Colorectal cancer is among the most commonly diagnosed cancer and ranks as the third leading cause of cancer related mortality worldwide. Chemotherapy remains an important strategy for patients diagnosed with advanced stage colorectal cancer. Compared to normal cells, cancer cells have intrinsically higher levels of reactive oxygen species (ROS). Increased reactive oxygen species in cancer cells is crucial in the initiation and progression of cancer. However, excessive ROS production could be toxic and render cancer cells to be more vulnerable to damage by further oxidative stress induced by exogenous agents. Oxidative stress has been reported to induce cell apoptosis via a series of downstream pathways, such as endoplasmic reticulum (ER) stress and mitochondrial cascade. Therefore, manipulating ROS levels in cancer cells is a way to selectively kill cancer cells, and has been involved in the anti-cancer effects of several therapeutic agents including auranofin, disulfiram, and piperlongumine. Cisplatin-based therapy is one of the most important chemotherapy treatments for cancers.

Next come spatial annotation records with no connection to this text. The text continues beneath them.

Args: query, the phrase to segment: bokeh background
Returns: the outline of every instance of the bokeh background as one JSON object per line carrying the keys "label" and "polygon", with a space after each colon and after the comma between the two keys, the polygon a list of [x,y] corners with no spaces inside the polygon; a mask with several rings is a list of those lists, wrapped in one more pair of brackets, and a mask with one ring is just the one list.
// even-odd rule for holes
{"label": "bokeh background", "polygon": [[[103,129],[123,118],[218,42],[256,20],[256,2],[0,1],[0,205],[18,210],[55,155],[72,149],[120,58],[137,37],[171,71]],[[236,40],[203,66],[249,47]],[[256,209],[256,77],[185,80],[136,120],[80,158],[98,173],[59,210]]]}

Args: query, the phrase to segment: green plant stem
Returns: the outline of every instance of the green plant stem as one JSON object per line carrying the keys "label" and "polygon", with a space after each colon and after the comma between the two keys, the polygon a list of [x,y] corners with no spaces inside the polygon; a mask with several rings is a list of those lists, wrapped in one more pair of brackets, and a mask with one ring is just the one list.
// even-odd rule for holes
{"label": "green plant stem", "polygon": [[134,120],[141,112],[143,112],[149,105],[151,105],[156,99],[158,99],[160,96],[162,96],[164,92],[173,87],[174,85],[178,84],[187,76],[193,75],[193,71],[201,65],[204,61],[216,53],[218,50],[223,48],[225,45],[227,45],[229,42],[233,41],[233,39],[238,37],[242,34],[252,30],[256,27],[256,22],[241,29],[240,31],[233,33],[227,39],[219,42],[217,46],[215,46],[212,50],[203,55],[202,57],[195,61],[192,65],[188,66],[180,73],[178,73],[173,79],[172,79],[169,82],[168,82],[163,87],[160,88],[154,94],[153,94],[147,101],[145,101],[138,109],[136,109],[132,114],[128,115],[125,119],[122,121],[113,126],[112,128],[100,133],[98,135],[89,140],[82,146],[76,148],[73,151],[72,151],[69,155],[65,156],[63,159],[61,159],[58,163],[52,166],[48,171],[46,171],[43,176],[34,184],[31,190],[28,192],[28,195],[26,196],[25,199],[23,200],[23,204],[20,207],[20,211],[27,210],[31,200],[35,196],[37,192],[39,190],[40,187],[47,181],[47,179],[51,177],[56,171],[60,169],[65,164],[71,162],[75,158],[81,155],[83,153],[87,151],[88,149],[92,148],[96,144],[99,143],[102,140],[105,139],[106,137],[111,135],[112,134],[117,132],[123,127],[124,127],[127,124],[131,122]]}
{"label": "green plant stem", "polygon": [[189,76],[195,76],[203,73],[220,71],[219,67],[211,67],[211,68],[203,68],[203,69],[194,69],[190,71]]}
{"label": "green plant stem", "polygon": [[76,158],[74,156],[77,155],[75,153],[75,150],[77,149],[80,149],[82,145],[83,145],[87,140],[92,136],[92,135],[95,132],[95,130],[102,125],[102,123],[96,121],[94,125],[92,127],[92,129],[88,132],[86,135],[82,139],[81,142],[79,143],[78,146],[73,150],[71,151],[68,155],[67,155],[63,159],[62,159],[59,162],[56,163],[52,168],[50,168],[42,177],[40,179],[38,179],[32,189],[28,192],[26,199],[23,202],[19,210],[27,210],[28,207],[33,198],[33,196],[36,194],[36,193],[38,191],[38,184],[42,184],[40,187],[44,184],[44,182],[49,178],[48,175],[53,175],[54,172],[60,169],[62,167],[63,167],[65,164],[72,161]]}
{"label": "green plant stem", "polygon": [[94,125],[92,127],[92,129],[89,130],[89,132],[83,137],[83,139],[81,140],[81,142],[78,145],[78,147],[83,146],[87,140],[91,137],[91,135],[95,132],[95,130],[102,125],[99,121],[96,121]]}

However, its efficacy is greatly limited by drug resistance and undesirable side effects. A majority of cancer patients eventually relapse and develop drug resistance despite initial response to cisplatin.
In recent years, there has been a great interest in the development of self-assembled discrete metallosupramolecular architectures such as cages and capsules. Remarkable advances have been made in tuning the ability of these self-assembled molecular cages and capsules to demonstrate host-guest chemistry towards widespread applications in sensing, catalysis and as small-molecule delivery systems. However, many existing systems lack the ability to self-assemble (or dis-assemble) in response to an external stimuli (for example light or pH) which limits the ability of these existing structures to exhibit more sophisticated functions for instance operating as drug delivery systems with targeted release mechanisms. Herein, we aim to develop molecular cages that display responsive behaviour that can be employed towards the encapsulation and controlled release of the anti-cancer drug, cis-platin. The development of these responsive molecular cages will lead to the creation of a new generation of anti-cancer drugs delivery systems with targeted release mechanisms which possess the potential to deliver anti-cancer drugs at the specific site of cancer within the body.
Furthermore, microfluidic reactors will be used to produce fabricate the system into nanoparticulate form to enhance its bioavailability. Nano forms of medicine are known to have a higher dissolution rate as well as higher level of cell penetration. Nano suspensions as well as liposomal forms will be investigated to identify the most suitable form of delivery.
This is a self-funded PhD project; applicants will be expected to pay their own fees or have a suitable source of third-party funding. A bench fee also applies in addition to tuition fees.